Darbe hazırladıkları suçlamasıyla yargılananlar, mahkeme tarafından serbest bırakıldılar.
Darbe hazırlamakla suçlanan çok grup var da, bu onlardan yalnızca biri.
Salıverilmeye gerekçe olarak "delil yokluğu" gösterilmiş. (Bu "salıverilme" lafına da bayılıyorum. Sanki birileri bunları kollarından tutarken birdenbire bırakıveriyor da onlar da birdenbire ok gibi fırlıyorlar, koşmaya başlıyorlar...)
Delil yoksa niçin hemen beraat etmiyorlar?
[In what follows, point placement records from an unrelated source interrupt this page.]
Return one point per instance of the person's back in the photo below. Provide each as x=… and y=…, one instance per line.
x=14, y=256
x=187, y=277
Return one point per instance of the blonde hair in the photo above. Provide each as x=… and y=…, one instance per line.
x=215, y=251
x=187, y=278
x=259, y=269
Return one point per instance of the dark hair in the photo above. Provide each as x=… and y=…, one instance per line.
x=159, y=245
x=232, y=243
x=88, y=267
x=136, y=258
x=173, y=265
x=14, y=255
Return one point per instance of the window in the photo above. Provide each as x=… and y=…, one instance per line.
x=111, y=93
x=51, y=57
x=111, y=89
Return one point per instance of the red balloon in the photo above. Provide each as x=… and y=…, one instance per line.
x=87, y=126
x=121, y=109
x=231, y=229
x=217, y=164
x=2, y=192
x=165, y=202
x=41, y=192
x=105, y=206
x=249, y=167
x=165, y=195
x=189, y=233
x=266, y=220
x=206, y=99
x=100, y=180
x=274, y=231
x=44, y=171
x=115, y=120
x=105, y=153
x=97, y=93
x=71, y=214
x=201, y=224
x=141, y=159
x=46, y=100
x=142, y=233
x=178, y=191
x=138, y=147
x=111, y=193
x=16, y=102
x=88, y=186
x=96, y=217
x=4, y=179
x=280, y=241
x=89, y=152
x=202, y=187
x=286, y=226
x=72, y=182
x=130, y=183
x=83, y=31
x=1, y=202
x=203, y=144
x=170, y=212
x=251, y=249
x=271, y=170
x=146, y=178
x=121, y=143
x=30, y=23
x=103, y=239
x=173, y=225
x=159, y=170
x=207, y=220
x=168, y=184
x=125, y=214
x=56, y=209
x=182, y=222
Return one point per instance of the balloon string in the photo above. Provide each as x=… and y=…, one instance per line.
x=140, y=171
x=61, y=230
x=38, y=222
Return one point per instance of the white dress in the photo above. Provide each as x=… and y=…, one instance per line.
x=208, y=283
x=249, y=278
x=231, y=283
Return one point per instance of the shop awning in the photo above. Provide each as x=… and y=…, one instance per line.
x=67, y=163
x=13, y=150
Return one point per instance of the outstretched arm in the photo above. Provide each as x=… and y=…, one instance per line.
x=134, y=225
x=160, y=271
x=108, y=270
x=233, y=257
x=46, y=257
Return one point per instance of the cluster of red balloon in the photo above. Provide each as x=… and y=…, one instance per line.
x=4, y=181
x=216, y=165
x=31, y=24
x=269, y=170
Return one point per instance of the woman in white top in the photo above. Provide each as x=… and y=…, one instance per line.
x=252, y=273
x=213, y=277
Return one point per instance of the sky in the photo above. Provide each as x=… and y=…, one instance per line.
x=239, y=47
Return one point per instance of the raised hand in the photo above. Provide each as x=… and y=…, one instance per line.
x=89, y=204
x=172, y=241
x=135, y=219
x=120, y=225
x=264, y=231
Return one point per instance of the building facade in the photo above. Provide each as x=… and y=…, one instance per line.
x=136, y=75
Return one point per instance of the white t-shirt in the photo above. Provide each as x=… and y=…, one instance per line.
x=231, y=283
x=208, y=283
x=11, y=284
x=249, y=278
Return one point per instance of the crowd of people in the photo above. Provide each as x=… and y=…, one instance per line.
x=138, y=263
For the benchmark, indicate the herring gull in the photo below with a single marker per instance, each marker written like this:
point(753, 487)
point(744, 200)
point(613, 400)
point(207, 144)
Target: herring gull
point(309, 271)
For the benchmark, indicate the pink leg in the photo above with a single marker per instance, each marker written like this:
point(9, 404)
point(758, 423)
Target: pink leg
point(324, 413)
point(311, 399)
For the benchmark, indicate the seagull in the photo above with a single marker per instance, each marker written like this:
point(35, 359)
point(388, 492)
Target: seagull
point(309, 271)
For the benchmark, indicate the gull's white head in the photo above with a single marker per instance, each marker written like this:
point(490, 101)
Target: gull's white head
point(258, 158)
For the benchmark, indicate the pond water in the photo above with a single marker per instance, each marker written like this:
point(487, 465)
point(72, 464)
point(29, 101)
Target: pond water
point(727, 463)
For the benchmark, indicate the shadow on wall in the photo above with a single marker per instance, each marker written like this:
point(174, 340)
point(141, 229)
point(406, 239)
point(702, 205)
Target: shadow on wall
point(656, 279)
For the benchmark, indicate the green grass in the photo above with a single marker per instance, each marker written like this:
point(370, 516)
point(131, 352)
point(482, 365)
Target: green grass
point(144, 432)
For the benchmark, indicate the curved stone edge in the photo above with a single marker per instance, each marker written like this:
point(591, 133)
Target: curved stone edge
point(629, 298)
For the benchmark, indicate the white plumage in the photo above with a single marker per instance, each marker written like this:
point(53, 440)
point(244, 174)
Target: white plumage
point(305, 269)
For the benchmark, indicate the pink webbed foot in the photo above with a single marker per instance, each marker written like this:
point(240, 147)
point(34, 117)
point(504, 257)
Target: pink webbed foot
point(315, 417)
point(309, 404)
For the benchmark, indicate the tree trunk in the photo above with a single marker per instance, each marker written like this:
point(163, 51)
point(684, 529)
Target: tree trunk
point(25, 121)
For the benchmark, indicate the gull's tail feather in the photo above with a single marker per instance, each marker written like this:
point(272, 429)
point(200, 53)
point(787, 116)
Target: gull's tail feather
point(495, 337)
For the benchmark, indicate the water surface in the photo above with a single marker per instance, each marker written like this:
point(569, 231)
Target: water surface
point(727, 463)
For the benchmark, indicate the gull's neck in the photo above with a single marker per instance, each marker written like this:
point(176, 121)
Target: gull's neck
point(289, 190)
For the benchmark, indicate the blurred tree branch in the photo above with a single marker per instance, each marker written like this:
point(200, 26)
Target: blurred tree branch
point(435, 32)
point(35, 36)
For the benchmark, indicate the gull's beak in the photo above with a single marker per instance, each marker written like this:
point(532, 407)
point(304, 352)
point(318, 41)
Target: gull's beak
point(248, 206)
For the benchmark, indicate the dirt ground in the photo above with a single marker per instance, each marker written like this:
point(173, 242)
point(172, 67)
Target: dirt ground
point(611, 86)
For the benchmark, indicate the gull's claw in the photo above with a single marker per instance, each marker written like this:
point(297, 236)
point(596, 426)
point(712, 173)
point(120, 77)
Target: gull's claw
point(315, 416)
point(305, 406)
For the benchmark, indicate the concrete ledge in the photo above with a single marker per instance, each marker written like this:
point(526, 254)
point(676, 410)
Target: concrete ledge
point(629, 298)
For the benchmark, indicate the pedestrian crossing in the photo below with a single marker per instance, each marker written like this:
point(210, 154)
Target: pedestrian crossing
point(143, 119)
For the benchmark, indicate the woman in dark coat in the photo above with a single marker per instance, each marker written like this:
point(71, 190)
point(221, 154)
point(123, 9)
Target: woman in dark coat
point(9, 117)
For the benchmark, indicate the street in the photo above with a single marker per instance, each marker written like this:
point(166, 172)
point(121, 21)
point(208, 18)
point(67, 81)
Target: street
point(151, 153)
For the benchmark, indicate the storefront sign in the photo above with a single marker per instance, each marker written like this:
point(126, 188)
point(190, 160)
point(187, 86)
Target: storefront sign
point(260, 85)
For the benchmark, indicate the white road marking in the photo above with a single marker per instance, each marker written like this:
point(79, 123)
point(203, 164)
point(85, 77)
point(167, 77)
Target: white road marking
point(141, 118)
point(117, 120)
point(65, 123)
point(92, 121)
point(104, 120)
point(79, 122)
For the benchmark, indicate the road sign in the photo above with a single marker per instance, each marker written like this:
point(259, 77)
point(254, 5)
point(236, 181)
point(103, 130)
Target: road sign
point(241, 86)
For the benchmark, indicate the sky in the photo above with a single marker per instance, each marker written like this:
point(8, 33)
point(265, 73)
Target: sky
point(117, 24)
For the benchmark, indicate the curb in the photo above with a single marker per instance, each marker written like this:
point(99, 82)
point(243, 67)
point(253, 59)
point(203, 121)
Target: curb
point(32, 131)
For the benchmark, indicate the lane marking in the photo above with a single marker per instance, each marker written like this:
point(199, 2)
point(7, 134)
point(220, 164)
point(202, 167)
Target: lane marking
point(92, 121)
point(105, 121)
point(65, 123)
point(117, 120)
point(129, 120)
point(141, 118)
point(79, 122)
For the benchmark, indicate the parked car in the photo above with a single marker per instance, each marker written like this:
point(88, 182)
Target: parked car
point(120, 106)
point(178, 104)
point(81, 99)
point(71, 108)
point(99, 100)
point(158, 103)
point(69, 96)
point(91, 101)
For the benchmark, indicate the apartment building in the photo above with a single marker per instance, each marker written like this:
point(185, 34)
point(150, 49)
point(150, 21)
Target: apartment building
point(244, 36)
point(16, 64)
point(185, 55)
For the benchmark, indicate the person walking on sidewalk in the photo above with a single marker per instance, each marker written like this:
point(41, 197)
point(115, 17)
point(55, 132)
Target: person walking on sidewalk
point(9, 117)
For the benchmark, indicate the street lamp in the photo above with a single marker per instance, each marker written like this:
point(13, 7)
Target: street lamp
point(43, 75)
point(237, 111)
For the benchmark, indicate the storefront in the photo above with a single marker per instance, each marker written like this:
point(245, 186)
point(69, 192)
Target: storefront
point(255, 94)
Hemen o celsede biterdi bu iş...
Hayır, asıl mesele o değilmiş.
"Sanıkların duruşmalar sırasındaki davranışları" gözönüne alınmış.
Allah Allah, mahkeme heyetine "ben sizi tanımam" diye diklenen Celal Bayar tutulmuştu da, ezilip büzülen, "arz edeceğim reis beyefendi" diye alttan alan Adnan Menderes niçin bırakılmamıştı?
"Kaçar" diye herhalde...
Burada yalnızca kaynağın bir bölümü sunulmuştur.